Snowflake Loader provides quick setup action that automatically creates following entities:

  • atomic database schema
  • atomic.events table to store enriched events
  • File format - entity to describe how Snowplow enriched data should be processed
  • External Stage in atomic schema - reference to S3 path; output of Snowplow Snowflake Transformer
  • Virtual Warehouse - computing entity of Snowflake; smallest (X-Small) be default

All above safely can have default settings. Warehouse can be scaled up manually.

Two things you need to create manually are Snowflake database and DynamoDB table. After database is created, you can run autosetup.

To do this you need to use setup CLI action for Snowflake Loader:

$ aws s3 cp s3://snowplow-hosted-assets/4-storage/strawberry-loader/strawberry-loader-0.2.0.jar .
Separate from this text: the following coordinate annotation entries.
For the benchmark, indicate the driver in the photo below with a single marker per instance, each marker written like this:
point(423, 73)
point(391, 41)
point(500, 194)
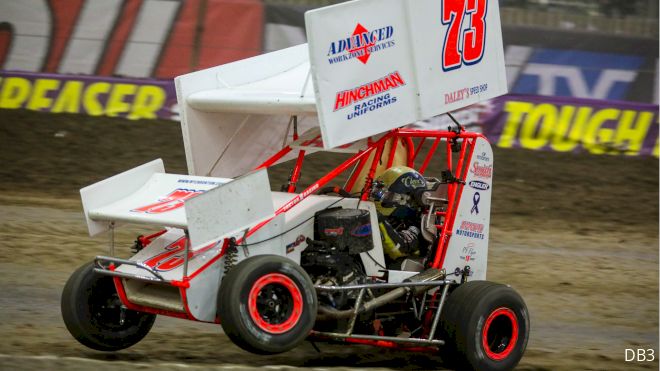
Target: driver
point(398, 211)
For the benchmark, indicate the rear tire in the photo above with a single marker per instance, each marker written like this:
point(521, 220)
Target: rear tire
point(485, 326)
point(267, 304)
point(92, 312)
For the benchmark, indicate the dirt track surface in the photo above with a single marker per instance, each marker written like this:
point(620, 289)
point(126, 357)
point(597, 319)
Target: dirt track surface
point(577, 236)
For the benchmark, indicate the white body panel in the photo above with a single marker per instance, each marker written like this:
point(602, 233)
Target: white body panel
point(114, 189)
point(229, 208)
point(166, 253)
point(245, 106)
point(404, 57)
point(468, 245)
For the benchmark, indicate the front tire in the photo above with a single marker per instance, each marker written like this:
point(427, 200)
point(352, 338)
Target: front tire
point(486, 327)
point(94, 315)
point(267, 304)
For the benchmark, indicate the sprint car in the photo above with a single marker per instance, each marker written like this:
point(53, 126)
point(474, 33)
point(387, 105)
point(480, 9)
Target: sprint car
point(275, 268)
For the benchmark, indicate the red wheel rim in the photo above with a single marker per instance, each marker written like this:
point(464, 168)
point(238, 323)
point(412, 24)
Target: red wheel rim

$ java -jar strawberry-loader-0.2.0.jar \
    setup \
    --aws-access-key-id "${aws_access_key_id}" \
    --aws-secret-access-key "${aws_secret_access_key}" \
    --aws-region ${aws_region} \
    --manifest-table "${manifest_table}" \
    --snowflake-region ${snowflake_region} \
    --stage-name "${stage_name}" \
    --stage-url "${stage_url}" \
    --user "${user}" \
    --password "${password}" \
    --account "${account}" \
    --warehouse "${warehouse}" \
    --db "${db}"

DynamoDB

To use DynamoDB table as processing manifest you need to create table with partition key RunId with string type. We refer to table name as $DYNAMODB_MANIFEST.

Snowflake

Snowplow data in Snowflake is stored in single fat table called atomic.events. Schema can be optionally configured via --schema option.

Initial atomic.events DDL for Snowflake can be found in atomic-def.sql.

Dataflow Runner

Dataflow Runner used to run Snowplow Snowflake Transformer Spark job on EMR cluster. (It could also run loader, but then we'll have to expose Snowflake credentials).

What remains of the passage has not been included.